Trent’anni di carriera, dodici album e mai uno sbaglio. Questo in sintesi il percorso svolto finora dal gruppo di Oakland. In ogni disco il quintetto dimostra di aggiungere un altro importante capitolo al suo percorso musicale/psicologico/introspettivo. Sempre coerenti a loro stessi i Neurosis, anche se non suonano più l’hc degli esordi. Mantengono attitudine e coerenza, con testi sempre incentrati sull’emersione e la messa in mostra dei fantasmi interiori.
I loro dischi, sono, infatti, delle autoanalisi con le quali si mettono a nudo di fronte al loro pubblico. È questa l’essenza della loro autorevolezza e credibilità. L’uscita parca dei loro dischi dimostra anche che continuano ad essere liberi dalla violenza del mercato e di pubblicare i loro lavori esclusivamente quando vogliono comunicare qualcosa di reale.
“Fires within fires” non si esime da questo approccio e lo stesso titolo è indicativo di come questi artisti sentano sempre più di scavare i loro fuochi e demoni interiori. Lo stile musicale è sempre quello del post-metal con tratti di doom e post-core. Tuttavia a differenza degli ultimi lavori, nel disco in questione i brani sono soltanto cinque, anche se di durate non corte; sono più sanguigni e hanno un’impronta psichedelica meno accentuata.
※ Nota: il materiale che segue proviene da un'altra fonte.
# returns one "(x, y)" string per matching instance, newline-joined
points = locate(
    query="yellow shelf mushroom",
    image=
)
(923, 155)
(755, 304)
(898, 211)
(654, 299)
Il lavoro parte con “Blending light”, dotata di un sound mastodontico e con un testo che è più una poesia introspettiva il cui elemento centrale è il legame tra la potenza della natura e la fragilità dell’uomo, strutturata con una poetica sorprendente e densa. In “A shadow memory”, dopo l’iniziale quiete, giunge la tempesta, progressivamente minacciosa con una voce particolarmente tirata e con un testo claustrofobico nel quale emerge l’insofferenza alla propria pazzia i cui sintomi sono i demoni interiori e con gli intrecci chitarra-tastiere risultano particolarmente complementari.
Il ritmo si accelera in “Fire is the end lesson” e lambisce i territori toccati dagli Unsane, con Kelly e Steve Von Till che intrecciano le loro voci in un flusso di coscienza che diventa quasi mistica pagana ed autoriflessa.
Nei quasi nove minuti di “Broken ground” i Neurosis sentono l’esigenza di cercare la speranza dopo un parte iniziale che sa di ballata ma che poi esplode in un metal post-core travolgente e tirato. La conclusiva “Reach” ha un piglio maggiormente psichedelico, sognante e apparentemente leggero, ma in realtà profondamente radicato al suolo. In cabina di regia c’è ancora Steve Albini. Chi meglio poteva mixare il sound dei Neurosis?